30. 勘定奉行 荻原重秀の生涯 ― 新井白石が嫉妬した天才経済官僚 ~ 貧乏旗本次男の俺が財政チートで江戸幕府を立て直すまで
貨幣は国家が造る所、瓦礫を以てこれを代えるといえども、まさに行うべし。
今、鋳するところの銅銭、悪薄といえどもなお、紙鈔に勝る。これ遂行すべし。
――荻原重秀
勘定奉行、荻原重秀。かつての歴史教科書では、その経済政策によって米価の高騰を招き、市中を混乱させたとして批判されている。しかし、その実像は勘定奉行として辣腕を振るい、幕府の財政を建て直した立役者だった。

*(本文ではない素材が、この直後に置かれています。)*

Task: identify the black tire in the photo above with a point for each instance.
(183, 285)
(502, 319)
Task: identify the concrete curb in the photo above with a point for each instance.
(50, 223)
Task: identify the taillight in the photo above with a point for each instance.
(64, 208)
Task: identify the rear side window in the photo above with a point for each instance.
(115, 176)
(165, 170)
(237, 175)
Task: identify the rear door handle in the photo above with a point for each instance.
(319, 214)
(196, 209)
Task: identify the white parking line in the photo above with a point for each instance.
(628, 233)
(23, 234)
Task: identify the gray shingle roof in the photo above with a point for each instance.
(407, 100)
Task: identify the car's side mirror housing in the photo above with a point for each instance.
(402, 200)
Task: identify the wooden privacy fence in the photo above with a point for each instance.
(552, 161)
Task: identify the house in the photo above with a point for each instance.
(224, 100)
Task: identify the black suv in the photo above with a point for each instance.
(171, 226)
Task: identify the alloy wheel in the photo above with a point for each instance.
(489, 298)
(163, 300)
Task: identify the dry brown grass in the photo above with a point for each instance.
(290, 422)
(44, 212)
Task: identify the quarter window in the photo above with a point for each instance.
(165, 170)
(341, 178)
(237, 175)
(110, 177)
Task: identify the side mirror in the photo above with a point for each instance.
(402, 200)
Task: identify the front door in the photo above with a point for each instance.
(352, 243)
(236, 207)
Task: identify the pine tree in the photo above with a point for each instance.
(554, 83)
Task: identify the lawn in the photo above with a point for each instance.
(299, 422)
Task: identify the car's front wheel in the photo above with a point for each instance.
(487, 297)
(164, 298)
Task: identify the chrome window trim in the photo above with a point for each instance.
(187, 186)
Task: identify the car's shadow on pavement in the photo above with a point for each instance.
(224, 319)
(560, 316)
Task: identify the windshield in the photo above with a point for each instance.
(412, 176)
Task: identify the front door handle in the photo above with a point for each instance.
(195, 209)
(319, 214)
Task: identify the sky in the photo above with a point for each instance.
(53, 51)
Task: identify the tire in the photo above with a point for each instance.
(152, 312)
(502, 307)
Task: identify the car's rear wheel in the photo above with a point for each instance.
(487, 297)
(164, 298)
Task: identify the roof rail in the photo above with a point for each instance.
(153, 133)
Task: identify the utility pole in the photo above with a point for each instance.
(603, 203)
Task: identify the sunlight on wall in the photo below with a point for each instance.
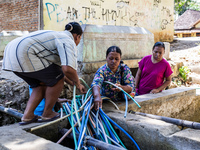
(154, 15)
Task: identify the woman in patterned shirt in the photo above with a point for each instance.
(115, 72)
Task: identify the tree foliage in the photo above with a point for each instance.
(180, 6)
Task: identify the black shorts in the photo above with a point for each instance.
(49, 76)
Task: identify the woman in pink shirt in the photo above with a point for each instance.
(154, 72)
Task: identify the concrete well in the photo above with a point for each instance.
(150, 134)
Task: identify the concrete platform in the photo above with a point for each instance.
(150, 134)
(14, 137)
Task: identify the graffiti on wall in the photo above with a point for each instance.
(152, 14)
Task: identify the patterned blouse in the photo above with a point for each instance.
(105, 74)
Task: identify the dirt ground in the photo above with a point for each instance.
(187, 50)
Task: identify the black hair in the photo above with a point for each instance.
(74, 28)
(159, 44)
(113, 49)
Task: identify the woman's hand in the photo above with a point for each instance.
(97, 103)
(155, 91)
(116, 89)
(97, 97)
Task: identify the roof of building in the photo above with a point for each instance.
(187, 20)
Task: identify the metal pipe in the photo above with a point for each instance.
(93, 142)
(11, 112)
(179, 122)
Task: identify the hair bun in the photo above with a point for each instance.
(71, 27)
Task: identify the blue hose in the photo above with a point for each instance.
(126, 105)
(101, 111)
(107, 126)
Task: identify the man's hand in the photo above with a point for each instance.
(82, 89)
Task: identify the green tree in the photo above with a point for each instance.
(180, 6)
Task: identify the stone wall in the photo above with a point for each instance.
(19, 15)
(154, 15)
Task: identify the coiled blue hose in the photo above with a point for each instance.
(101, 111)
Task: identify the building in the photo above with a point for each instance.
(188, 24)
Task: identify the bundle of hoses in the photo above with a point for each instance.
(89, 122)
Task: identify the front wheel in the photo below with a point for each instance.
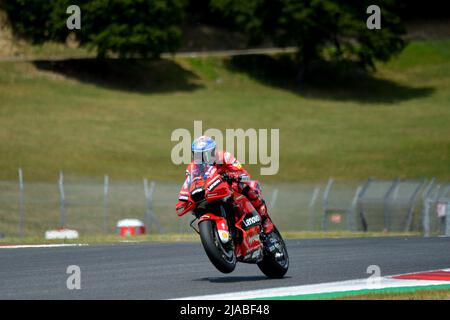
(275, 264)
(220, 255)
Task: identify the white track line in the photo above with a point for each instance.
(42, 245)
(340, 286)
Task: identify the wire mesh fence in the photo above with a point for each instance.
(94, 206)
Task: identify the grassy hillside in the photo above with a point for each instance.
(116, 117)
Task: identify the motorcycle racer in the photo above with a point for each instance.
(204, 153)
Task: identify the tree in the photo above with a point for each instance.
(335, 27)
(128, 28)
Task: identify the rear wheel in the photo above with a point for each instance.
(221, 256)
(275, 264)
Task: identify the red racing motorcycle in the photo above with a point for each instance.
(229, 226)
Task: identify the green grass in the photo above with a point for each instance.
(426, 292)
(434, 294)
(117, 118)
(189, 237)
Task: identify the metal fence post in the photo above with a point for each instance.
(105, 203)
(426, 208)
(311, 206)
(61, 199)
(387, 203)
(21, 202)
(325, 202)
(412, 205)
(149, 212)
(447, 217)
(352, 212)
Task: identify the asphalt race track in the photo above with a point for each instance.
(163, 270)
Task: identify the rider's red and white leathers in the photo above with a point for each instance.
(226, 163)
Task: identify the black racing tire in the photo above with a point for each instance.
(222, 258)
(272, 267)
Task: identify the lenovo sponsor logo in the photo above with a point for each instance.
(214, 184)
(251, 221)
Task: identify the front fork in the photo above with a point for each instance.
(221, 225)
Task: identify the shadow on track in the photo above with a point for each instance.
(134, 75)
(331, 80)
(230, 279)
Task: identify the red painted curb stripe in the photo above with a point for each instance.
(439, 275)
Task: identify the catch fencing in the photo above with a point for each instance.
(93, 206)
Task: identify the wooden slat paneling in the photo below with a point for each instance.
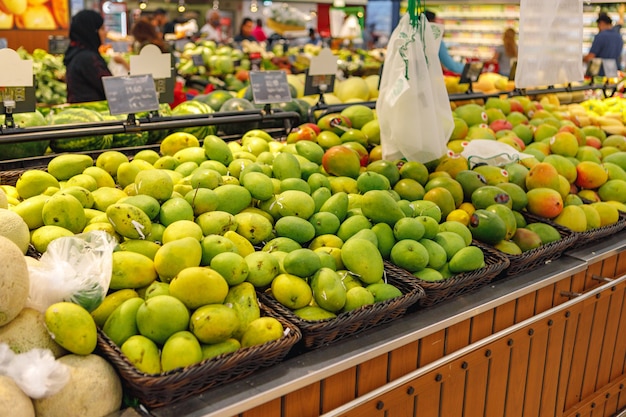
(600, 311)
(536, 367)
(403, 360)
(457, 336)
(499, 363)
(544, 300)
(481, 326)
(619, 359)
(476, 387)
(579, 357)
(620, 265)
(269, 409)
(611, 336)
(525, 307)
(504, 316)
(518, 367)
(371, 374)
(304, 402)
(431, 348)
(554, 350)
(338, 389)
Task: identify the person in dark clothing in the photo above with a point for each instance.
(607, 44)
(85, 67)
(245, 32)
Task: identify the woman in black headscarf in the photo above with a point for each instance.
(85, 67)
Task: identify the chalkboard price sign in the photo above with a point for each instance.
(197, 59)
(270, 87)
(130, 94)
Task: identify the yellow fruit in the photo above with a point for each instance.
(72, 327)
(467, 207)
(14, 281)
(459, 215)
(14, 228)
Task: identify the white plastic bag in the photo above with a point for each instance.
(38, 373)
(76, 268)
(491, 152)
(413, 105)
(550, 39)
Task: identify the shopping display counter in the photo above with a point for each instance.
(548, 342)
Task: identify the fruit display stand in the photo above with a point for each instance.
(546, 342)
(529, 342)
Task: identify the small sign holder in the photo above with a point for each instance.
(269, 87)
(197, 60)
(151, 60)
(593, 68)
(58, 44)
(320, 77)
(470, 74)
(513, 69)
(17, 90)
(130, 94)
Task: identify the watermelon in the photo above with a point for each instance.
(236, 104)
(215, 99)
(24, 149)
(190, 107)
(155, 136)
(125, 140)
(86, 143)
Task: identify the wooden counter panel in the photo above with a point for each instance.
(569, 363)
(403, 360)
(270, 408)
(338, 389)
(304, 402)
(372, 374)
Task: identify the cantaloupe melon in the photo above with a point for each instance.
(13, 401)
(28, 331)
(94, 390)
(14, 281)
(14, 228)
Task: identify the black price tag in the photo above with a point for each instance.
(58, 44)
(270, 87)
(513, 70)
(23, 98)
(312, 84)
(593, 68)
(610, 68)
(197, 60)
(471, 72)
(130, 94)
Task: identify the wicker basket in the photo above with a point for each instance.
(324, 332)
(535, 258)
(162, 389)
(436, 292)
(592, 236)
(281, 28)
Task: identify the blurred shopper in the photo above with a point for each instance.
(313, 38)
(607, 44)
(506, 52)
(161, 20)
(444, 56)
(212, 29)
(85, 67)
(144, 33)
(258, 31)
(245, 31)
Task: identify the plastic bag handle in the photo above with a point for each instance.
(415, 9)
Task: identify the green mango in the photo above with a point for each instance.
(328, 290)
(380, 207)
(244, 301)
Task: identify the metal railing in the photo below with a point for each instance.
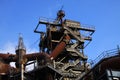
(105, 54)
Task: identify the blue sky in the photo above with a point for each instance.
(22, 16)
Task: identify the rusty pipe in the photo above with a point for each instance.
(60, 47)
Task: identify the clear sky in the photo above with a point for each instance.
(22, 16)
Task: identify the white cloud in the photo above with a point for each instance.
(9, 47)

「勘定奉行 荻原重秀の生涯 ― 新井白石が嫉妬した天才経済官僚」著:村井淳志
https://shinsho.shueisha.co.jp/kikan/0385-d/
検索したところ、なろうでは荻原重秀について誰も言及していない。恐らく私が最初。誰も目につけて来なかったので、今回は少し長め。

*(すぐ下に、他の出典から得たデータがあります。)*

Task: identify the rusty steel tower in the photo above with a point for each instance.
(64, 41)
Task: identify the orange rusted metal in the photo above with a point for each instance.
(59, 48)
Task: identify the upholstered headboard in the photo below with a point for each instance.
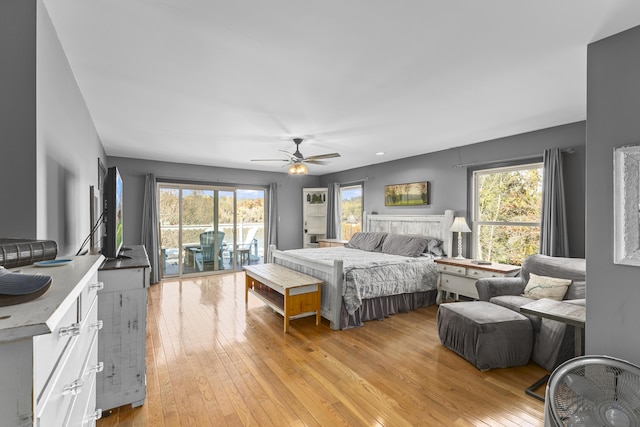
(426, 225)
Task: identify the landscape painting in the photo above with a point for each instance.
(413, 194)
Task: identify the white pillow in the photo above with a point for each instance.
(546, 287)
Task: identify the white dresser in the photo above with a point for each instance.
(49, 350)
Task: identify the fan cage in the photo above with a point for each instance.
(594, 390)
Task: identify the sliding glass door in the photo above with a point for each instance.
(205, 229)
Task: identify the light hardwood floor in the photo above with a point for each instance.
(212, 361)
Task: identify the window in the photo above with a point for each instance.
(351, 210)
(507, 206)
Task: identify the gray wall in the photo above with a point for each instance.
(613, 291)
(448, 183)
(289, 192)
(18, 118)
(50, 146)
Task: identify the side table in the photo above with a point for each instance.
(459, 276)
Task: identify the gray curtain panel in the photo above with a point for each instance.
(150, 238)
(333, 211)
(272, 227)
(554, 240)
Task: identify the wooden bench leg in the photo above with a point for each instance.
(247, 283)
(318, 306)
(286, 311)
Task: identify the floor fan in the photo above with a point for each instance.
(593, 391)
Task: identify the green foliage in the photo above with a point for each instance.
(353, 207)
(509, 196)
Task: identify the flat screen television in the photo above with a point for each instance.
(113, 235)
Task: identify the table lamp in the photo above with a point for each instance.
(460, 226)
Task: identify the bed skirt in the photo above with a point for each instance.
(380, 307)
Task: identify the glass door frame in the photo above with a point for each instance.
(180, 187)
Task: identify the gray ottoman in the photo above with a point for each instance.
(487, 335)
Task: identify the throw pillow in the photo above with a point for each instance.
(546, 287)
(367, 241)
(404, 245)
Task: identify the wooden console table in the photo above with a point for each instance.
(288, 292)
(561, 311)
(459, 276)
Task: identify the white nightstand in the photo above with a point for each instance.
(459, 276)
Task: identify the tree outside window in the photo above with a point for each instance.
(506, 213)
(351, 210)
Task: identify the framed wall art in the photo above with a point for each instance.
(412, 194)
(626, 205)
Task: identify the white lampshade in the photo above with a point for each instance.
(298, 169)
(460, 225)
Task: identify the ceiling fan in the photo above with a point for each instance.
(297, 160)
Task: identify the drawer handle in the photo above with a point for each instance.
(96, 286)
(97, 368)
(71, 330)
(97, 325)
(95, 416)
(73, 388)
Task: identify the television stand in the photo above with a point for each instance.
(122, 305)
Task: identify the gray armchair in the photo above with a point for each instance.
(553, 342)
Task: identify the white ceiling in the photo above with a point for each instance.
(222, 82)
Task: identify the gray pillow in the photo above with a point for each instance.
(434, 246)
(405, 245)
(367, 241)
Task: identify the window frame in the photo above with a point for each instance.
(472, 190)
(346, 186)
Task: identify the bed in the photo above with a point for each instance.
(361, 285)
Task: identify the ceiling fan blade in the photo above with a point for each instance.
(323, 156)
(291, 156)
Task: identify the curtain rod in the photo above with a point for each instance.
(512, 159)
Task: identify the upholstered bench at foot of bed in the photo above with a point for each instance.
(487, 335)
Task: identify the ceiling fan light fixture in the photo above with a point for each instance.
(298, 169)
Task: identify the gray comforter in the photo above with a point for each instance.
(374, 274)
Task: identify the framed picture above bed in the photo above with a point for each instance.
(411, 194)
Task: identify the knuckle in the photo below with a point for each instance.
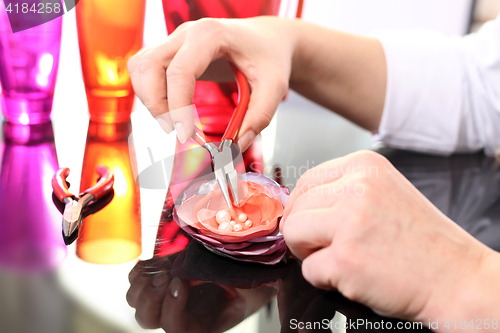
(145, 63)
(175, 70)
(345, 256)
(263, 119)
(282, 87)
(349, 289)
(209, 25)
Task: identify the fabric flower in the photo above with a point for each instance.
(248, 232)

本書では1696~1712年に勘定奉行を務めた荻原重秀(1658-1713)の謎めいた生涯を追う。彼は日記や著作を一切残さなかったため、その来歴は主に幕府の記録や同時代の他者の日記からしか読み取れない。しかし、その実力は折り紙付きだった。
重秀は17歳で勘定所に召し上げられてから勘定方で働き続け、勘定方の最高責任者である勘定奉行にまで上り詰めた。その履歴の中で、太閤検地以来80年ぶりの検地(延宝検地)、佐渡金山の再開発、小判の改鋳(元禄銀の鋳造)、長崎貿易の改革、大地震や富士山噴火による天災への対応、幕臣の給与システムの見直しなど、幕府の財政に関わる事業を一手に担った。
重秀の最終的な知行は3700石。普通の旗本であり、同じく5代将軍・綱吉に仕えた側用人、柳沢吉保の160石→15万石や、間部詮房の250石→5万石に比べると地味である。しかし、順調に加増されていったという意味で、そのキャリアは将軍や老中の望む結果を出し続けて評価されたものだったといえる。

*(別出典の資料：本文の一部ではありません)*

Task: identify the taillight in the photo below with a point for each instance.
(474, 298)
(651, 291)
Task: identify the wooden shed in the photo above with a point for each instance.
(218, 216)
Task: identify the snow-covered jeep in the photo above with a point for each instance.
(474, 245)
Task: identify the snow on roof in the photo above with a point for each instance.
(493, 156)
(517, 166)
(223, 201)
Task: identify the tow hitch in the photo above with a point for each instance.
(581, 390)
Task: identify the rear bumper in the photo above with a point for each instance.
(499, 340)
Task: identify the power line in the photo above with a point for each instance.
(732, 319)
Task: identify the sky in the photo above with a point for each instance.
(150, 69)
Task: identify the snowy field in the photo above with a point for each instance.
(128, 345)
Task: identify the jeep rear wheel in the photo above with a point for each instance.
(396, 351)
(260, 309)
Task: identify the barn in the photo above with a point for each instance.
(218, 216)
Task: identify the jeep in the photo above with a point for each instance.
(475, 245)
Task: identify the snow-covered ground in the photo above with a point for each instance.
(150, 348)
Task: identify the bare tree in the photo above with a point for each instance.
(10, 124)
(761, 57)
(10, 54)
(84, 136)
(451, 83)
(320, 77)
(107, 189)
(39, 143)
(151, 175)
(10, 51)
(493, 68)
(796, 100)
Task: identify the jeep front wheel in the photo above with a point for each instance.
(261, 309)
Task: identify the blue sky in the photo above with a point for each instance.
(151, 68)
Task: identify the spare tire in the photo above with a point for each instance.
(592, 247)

江戸時代には様々な改革があった。主な改革は享保、寛政、天保の改革だろう。しかし、これら以外にも田沼意次や新井白石などによって改革は断行されてきた。意次を除く改革が重農主義、緊縮路線だったのに対して、重秀の政策は海外貿易の促進、改鋳による投資刺激、市場の活性化を狙ったものだった。
享保の改革に先駆けて改鋳を行ったことは重秀による改革の中で最も重要なものである。
元禄八年(1695年)、勘定吟味役である重秀を責任者として、小判の吹き直し(改鋳)が開始された。元禄小判はこれまでの慶長小判に対して、金の含有量を32%減らして銀の含有量を増やしたものだった。出来上がった元禄小判は白みがかっていたので、表面だけ銀を除去してから流通された(小判を薬品に浸して焼き上げ、炭粉や塩で磨き上げる「色揚げ」によって色を変えた)。
重秀は金の含有量が違うのに、慶長小判と元禄小判を等価で扱うように触れを出した。これは金銀を本位貨幣とする複本位制の下では、根本的な価値の変更を意味する。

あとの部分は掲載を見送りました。